Both P3s of BRT-VP-2/135, also generated from micro-CT visualization, and BRT-VP-1/324 have large anterior foveae and diminutive to absent metaconids. Furthermore, in both left and right P3s of BRT-VP-2/135 and BRT-VP-1/324, the protoconid is positioned centrally and the transverse crest is oriented distolingually, whereas in A. afarensis, the protoconid apex is positioned more mesially in most P3s even though some specimens such as A.L. 128-23 and A.L. 288-1i have centrally positioned protoconid apices (Extended Data Fig. 6). However, these specimens—like all other known A. afarensis P3s—possess a transverse crest that forms less than 90° with the mesial protoconid crest (64.3–88.6° (n = 12) with an average of 76° and standard deviation of 7.6°), whereas in A. ramidus, A. anamensis and the P3s of BRT-VP-2/135, it is more than 90° (Extended Data Fig. 6). In the P3s from BRT, the mesial marginal ridge is also weak, and when viewed mesially, the anterior fovea is diamond shaped because of the steeply sloped buccal and weakly developed lingual segments of the mesial marginal ridge (Fig. 2h,m). All of these features are frequently seen in the P3s of A. anamensis from Kanapoi as well as in Pan troglodytes31. The P3 of the paratype mandible of A. deyiremeda (BRT-VP-3/14) also has a weakly developed metaconid, poorly definable lingual segment of the mesial marginal ridge whose mesial and distal segments are angled to the base of the crown, and distolingually oriented transverse ridge (Extended Data Fig. 6b). It is also high-crowned relative to its mesiodistal dimension, similar to the BRT-VP-2/135 P3s. Although substantial intraspecific variation in the P3 crown shape and occlusal morphology has been documented in A. anamensis and A. afarensis27,29, as well as in A. ramidus30, a few features distinguish the P3s of these two species. For example, the P3s of early A. anamensis from Kanapoi have relatively large anterior fovea and the metaconid is either absent or incipient when present26. Such intraspecific variation is also observed in the P3s from BRT. Overall, however, the occlusal morphology and shape of the BRT P3s are more similar to those of A. ramidus and A. anamensis than of A. afarensis (Extended Data Fig. 6). In terms of crown size, the P3s from BRT are on the lower size range of australopiths but larger than those of A. ramidus (Fig. 3c). However, the latter species has larger canines relative to the size of the P3 (Fig. 3d).

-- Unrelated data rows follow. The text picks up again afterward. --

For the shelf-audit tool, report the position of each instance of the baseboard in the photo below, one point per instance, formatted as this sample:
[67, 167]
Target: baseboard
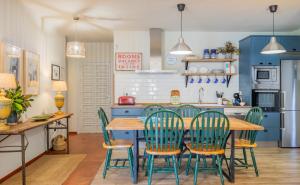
[20, 168]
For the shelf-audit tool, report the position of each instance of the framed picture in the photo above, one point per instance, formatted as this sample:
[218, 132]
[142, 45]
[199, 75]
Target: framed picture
[31, 73]
[11, 61]
[55, 72]
[128, 61]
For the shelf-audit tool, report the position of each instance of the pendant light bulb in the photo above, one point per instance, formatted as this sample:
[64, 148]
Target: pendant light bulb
[181, 48]
[273, 47]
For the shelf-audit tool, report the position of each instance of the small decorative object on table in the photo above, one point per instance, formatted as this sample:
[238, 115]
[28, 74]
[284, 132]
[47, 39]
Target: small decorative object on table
[6, 81]
[220, 97]
[229, 50]
[175, 97]
[20, 104]
[59, 87]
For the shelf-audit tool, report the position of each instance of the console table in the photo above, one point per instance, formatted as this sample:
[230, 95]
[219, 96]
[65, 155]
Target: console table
[19, 129]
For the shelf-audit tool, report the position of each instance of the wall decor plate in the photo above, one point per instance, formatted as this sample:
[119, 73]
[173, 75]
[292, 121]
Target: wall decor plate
[11, 61]
[32, 73]
[55, 72]
[128, 61]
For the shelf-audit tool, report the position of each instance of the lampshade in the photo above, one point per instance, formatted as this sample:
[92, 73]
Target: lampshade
[75, 49]
[273, 47]
[7, 81]
[59, 86]
[181, 48]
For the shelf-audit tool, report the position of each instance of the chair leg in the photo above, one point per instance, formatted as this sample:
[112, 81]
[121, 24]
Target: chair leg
[245, 157]
[130, 158]
[150, 169]
[196, 169]
[254, 161]
[107, 162]
[219, 161]
[175, 169]
[188, 166]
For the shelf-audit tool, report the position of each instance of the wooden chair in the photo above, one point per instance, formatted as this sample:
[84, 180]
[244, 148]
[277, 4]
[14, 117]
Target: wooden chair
[209, 132]
[186, 111]
[111, 145]
[163, 133]
[247, 139]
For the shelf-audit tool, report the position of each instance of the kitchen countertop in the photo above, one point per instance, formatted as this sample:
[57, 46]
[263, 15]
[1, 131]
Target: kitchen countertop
[203, 105]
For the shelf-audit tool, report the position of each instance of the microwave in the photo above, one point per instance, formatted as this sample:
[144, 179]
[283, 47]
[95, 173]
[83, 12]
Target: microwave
[265, 77]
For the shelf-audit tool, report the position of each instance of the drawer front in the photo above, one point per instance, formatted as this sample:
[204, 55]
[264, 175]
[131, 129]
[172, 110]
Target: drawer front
[127, 112]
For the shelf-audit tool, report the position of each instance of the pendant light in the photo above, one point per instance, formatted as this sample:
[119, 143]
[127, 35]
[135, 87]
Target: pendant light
[181, 48]
[75, 49]
[273, 47]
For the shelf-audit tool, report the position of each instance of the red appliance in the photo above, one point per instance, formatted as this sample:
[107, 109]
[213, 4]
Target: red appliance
[126, 100]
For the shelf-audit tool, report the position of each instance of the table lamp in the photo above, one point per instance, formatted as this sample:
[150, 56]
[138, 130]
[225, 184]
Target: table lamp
[7, 81]
[59, 87]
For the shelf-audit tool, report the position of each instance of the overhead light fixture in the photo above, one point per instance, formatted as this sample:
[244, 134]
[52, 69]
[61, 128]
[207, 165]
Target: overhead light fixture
[75, 49]
[273, 47]
[181, 48]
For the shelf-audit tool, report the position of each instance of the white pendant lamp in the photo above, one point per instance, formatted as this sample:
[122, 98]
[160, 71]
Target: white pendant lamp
[181, 48]
[273, 47]
[75, 49]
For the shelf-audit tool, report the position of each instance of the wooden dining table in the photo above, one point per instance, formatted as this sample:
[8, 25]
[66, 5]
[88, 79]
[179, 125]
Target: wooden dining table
[136, 124]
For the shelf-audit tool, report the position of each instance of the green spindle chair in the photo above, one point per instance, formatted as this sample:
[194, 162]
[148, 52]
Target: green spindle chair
[247, 139]
[163, 133]
[148, 110]
[111, 145]
[209, 132]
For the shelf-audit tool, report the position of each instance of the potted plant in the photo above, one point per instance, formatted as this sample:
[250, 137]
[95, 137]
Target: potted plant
[20, 103]
[228, 50]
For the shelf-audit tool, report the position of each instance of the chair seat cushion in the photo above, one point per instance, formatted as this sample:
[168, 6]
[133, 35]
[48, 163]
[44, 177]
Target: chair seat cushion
[164, 151]
[243, 143]
[205, 151]
[118, 144]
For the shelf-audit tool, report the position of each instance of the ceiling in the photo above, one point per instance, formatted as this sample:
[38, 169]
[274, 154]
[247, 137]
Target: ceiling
[100, 17]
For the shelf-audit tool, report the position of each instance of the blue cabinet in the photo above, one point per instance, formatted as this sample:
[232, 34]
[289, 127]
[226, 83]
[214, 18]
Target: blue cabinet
[271, 123]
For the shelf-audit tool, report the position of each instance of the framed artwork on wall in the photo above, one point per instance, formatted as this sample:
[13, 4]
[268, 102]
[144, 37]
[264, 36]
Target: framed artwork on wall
[55, 72]
[128, 61]
[31, 73]
[11, 61]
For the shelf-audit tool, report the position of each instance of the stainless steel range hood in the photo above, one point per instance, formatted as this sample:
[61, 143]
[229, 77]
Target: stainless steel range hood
[156, 56]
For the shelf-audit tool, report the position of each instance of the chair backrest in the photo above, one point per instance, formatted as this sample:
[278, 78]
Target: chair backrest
[209, 130]
[103, 124]
[152, 108]
[164, 131]
[254, 116]
[188, 111]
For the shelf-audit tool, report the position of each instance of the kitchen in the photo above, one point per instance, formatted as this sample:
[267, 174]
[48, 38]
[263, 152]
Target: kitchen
[130, 65]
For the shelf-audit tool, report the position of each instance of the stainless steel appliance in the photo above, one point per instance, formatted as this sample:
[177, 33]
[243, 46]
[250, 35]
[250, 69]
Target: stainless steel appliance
[268, 100]
[290, 103]
[265, 77]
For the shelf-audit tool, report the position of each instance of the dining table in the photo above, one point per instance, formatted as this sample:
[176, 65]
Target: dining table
[137, 124]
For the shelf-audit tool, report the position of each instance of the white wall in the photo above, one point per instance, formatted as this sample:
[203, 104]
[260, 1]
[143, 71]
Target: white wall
[17, 28]
[156, 88]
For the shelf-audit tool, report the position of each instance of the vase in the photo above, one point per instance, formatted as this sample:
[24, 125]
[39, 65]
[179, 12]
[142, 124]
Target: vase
[13, 118]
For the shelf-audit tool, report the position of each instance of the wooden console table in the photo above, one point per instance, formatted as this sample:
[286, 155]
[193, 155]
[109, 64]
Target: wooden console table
[20, 129]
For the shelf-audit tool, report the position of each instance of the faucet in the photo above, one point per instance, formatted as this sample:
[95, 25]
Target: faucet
[201, 94]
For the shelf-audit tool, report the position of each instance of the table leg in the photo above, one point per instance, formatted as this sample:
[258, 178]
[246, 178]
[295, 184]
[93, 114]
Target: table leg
[68, 138]
[23, 158]
[232, 156]
[135, 156]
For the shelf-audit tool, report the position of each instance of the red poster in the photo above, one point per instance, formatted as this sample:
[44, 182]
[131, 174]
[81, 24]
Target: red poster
[128, 61]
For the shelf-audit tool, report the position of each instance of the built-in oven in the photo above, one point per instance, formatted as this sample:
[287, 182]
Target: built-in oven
[268, 100]
[265, 77]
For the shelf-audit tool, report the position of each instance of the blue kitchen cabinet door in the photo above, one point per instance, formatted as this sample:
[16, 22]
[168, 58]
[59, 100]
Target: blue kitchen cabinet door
[271, 123]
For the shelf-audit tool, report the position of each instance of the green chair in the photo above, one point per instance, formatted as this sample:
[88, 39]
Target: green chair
[247, 139]
[163, 133]
[208, 133]
[111, 145]
[187, 111]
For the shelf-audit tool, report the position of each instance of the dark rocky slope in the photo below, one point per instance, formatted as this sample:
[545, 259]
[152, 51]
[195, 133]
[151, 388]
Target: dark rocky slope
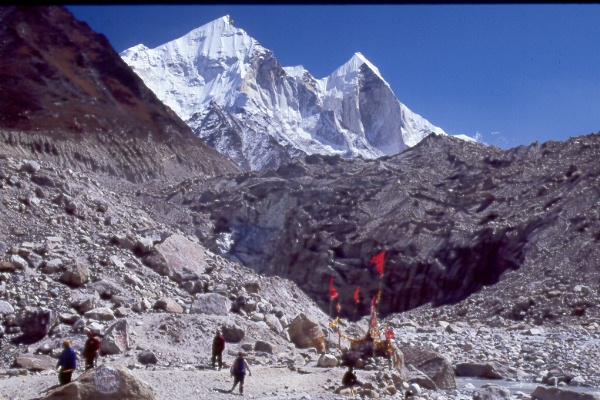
[453, 217]
[67, 96]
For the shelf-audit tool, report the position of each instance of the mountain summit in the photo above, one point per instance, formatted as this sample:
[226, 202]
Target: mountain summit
[235, 95]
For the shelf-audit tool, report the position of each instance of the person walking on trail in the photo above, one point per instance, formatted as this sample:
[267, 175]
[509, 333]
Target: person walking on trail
[67, 363]
[350, 380]
[238, 371]
[218, 347]
[91, 350]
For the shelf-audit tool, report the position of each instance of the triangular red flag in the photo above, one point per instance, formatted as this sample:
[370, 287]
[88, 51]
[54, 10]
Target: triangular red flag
[332, 291]
[389, 334]
[378, 261]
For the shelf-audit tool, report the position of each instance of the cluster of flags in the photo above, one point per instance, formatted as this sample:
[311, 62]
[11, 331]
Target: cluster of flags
[378, 260]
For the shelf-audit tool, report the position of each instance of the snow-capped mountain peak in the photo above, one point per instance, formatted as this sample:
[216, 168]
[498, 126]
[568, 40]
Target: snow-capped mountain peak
[236, 96]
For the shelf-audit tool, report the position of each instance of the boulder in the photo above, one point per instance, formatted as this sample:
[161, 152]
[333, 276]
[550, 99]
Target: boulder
[305, 332]
[210, 303]
[477, 370]
[147, 357]
[104, 383]
[7, 266]
[431, 363]
[30, 167]
[169, 305]
[83, 302]
[274, 323]
[75, 275]
[52, 266]
[107, 289]
[18, 261]
[263, 346]
[232, 333]
[544, 393]
[252, 287]
[116, 338]
[100, 314]
[35, 324]
[327, 361]
[35, 362]
[6, 308]
[177, 258]
[491, 392]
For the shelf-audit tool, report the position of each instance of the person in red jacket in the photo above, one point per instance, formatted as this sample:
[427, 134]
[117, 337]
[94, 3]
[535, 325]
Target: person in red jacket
[218, 347]
[90, 350]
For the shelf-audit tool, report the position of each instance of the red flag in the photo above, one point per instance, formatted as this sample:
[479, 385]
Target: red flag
[378, 261]
[389, 334]
[356, 292]
[332, 290]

The P4 crowns of BRT-VP-2/135 (also generated from micro-CT visualization) and other isolated P4s (for example, BRT-VP-1/120; Extended Data Fig. 6b) have an oval occlusal crown outline, similar to A. ramidus and most A. anamensis P4s (for example, KNM-KP 53160, KNM-KP 29286 and KNM-ER 20342). Another P4, BRT-VP-1/363, is more likely the same individual as BRT-VP-1/2 based on its provenience and matches the latter in its preserved occlusal surface (Extended Data Figs. 1c and 2f). The preserved P4 on one of the paratypes of A. deyiremeda (BRT-VP-3/14) also appears to have had an oval outline even though it is moderately damaged. By contrast, most A. afarensis P4s have either a rhomboidal or square occlusal outline (Extended Data Fig. 6). In terms of their crown size, however, the BRT P4s fall within the known range of A. anamensis, A. afarensis and A. africanus (Fig. 3e and Supplementary Data 2). BRT-VP-2/89 (Extended Data Fig. 1j) is a complete P4 crown germ that is morphologically indistinguishable from the previously reported P4 (BRT-VP-3/37) of A. deyiremeda1 and the P4s of A. anamensis and A. afarensis. Its preserved crown dimensions are much larger than A. ramidus30 but fall within the range of A. anamensis26 and A. afarensis10 (Extended Data Fig. 1j and Supplementary Data 2).

Molars

Upper and lower molars of mid-Pliocene australopiths do not show significant metric and morphological variation. The size of two measurable M1s from BRT fall within the known range of Australopithecus species but larger than those of A. ramidus (Fig. 3f). This was also the case with the molars associated with the paratype mandible of A. deyiremeda1. However, upper molars of the holotype of A. deyiremeda (BRT-VP-3/1) have been shown to be smaller than other australopiths1. BRT-VP-1/365 is one of the newly found M1s and its size is only slightly larger than the M1 of BRT-VP-3/1 (Fig. 4d–f and Supplementary Data 2). Both molars are also buccolingually narrower than all known australopiths (Fig. 4e). This is one of the diagnostic features of A. deyiremeda.

Postcranial evidence

Two postcranial specimens have been recovered from BRT-VP-2. One of these is the partial foot (BRT-VP-2/73) previously described by Haile-Selassie et al.2. The second specimen (BRT-VP-2/87) is a right ischium of a juvenile individual found from the same locality and horizon as the partial foot. A detailed description of BRT-VP-2/87 is provided in Supplementary Information (see also Extended Data Figs. 7 and 8). The partial foot displays morphological features that suggest a greater ability for grasping than modern humans and most fossil hominins2,32. These features include relatively long, sagittally curved pedal proximal phalanges; increased diaphyseal torsion and curvature in the transverse plane curvature of the second metatarsal (MT2); increased curvature in the sagittal plane of the MT1 diaphysis; increased mediolateral curvature of the MT1 proximal articular facet; and a gracile hallucal proximal phalanx with diaphyseal curvature also in the sagittal plane. This is in stark contrast to the foot morphology of A. afarensis33 and provides further evidence for Pliocene hominin locomotor diversity (see Supplementary Information for further discussion).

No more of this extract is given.